7) Integrating public engagement specialists changes the conversation too. Among the neuroscientists involved, Sarah Schwettman expressed this most cogently. “The human connection or public engagement element of events like these is not something people at MIT think about a lot,” she says. “But [MIT Museum Manager] Ben [Wiehe] pushes on it in a very useful way, always putting the genuine human sharing, connect-making, and mutual enrichment first.” She says that Wiehe’s influence gave new shape to the Perkins School activity, which she helped to lead. “The original plan was to do it in The Exchange”--a lecture space in the museum. “That felt stagnant. We transformed that into a workshop gathered around small tables where everyone was on equal footing. That made the difference. Doing it in The Exchange would’ve been so strange—how could we have learned anything from the Perkins people like that? Architecturally, it would have been set up like, Us and Them, and, ‘Now is the  discussion time, now is the time when we hear from you,’ a separate little moment at the end—rather than all of us being at the table together.”

Beyond that, however, she says she felt and continues to feel Wiehe’s influence in her work, even at moments that have nothing to do with the Dana Center planning grant. She explains: “Throughout the planning process, Ben would always say, ‘What will you learn from the public? Is this going to be a lecture where the people who attend are going to be expected to download information from MIT, or is it a conversation where they are learning from us, and we are learning from them?’ Now, I always hear his voice in my head, saying that.” She describes how that voice has influenced a research project she’s doing with a student collaborator. “I’ve ended up learning more from this freshman at MIT while doing this than, I think, I’ve taught him. But it’s really been a super even-at-the-table collaboration, so to speak.

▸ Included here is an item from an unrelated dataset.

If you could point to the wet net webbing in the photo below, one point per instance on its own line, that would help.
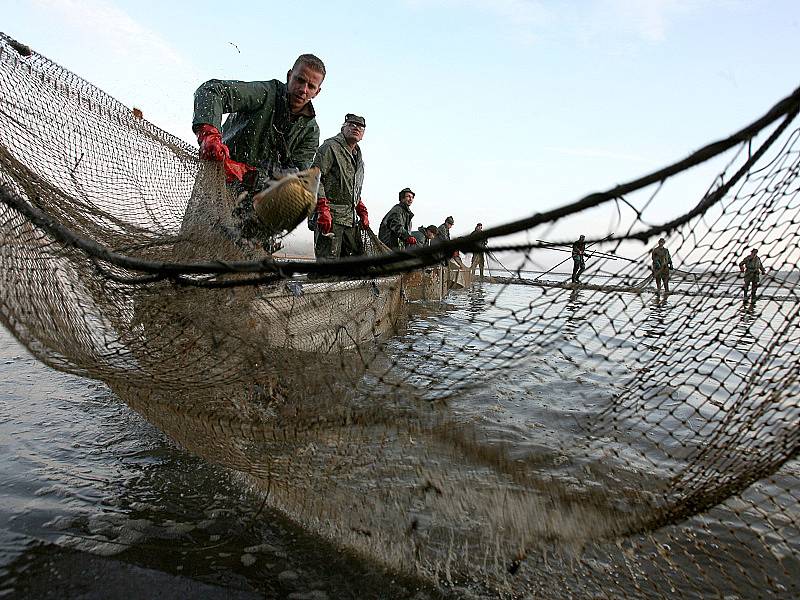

And I can’t help but feel that’s all very connected [to the Dana Center planning stage and Ben’s influence]. It’s grown into a way of thinking and working … and I appreciate that a lot.”

8) Many of the neuroscientists who participated, even most of them, as well as plenty of ELSI scholars in the field, think that the technology that they develop or study is neutral at worst—and that it’s not their role to address the ethical and societal questions that arise from their work. This was demonstrated strikingly by Stanford University’s Elizabeth Loftus, Ph.D., Distinguished Professor of Criminology, Law & Society, during a lecture she gave for the Augmented Brains symposium. Her talk was about how easy it is to implant false memories in people without using any kind of technology other than misleading questions. Towards the end of her time at the podium, she announced that she would talk about ethics for a moment. “Without any devices, just talking to people, we can get people to have false memories that affect their subsequent behavior,” she said. “We now need to be asking—and this isn’t for me as a cognitive psychologist to answer, but simply for the rest of us to think about—when should we use this kind of mind technology? Or should we think about banning its use?” One of the scholars who attended the lecture and spoke to the museum about it afterwards that this was a cop-out. 

9) Having a postdoc in neuroscience as a full-time fellow at a potential Dana Center may cause friction. The pre-existing demands on the postdoc’s time could be too great, so the MIT Museum will have to be flexible in aranging the involvement of neuroscience postdocs as fellows.

10) Exhibitions will be an important part of any Dana Center. Wiehe thought that perhaps a Dana Center for Neuroscience and Society could be, even should be, less exhibit-based and more activity-based, so that the public could really engage in a hands-on way with the innovations coming out of the neuroscientific community. But through discussions with his colleagues, he sees that exhibits will also play an important role at a potential center.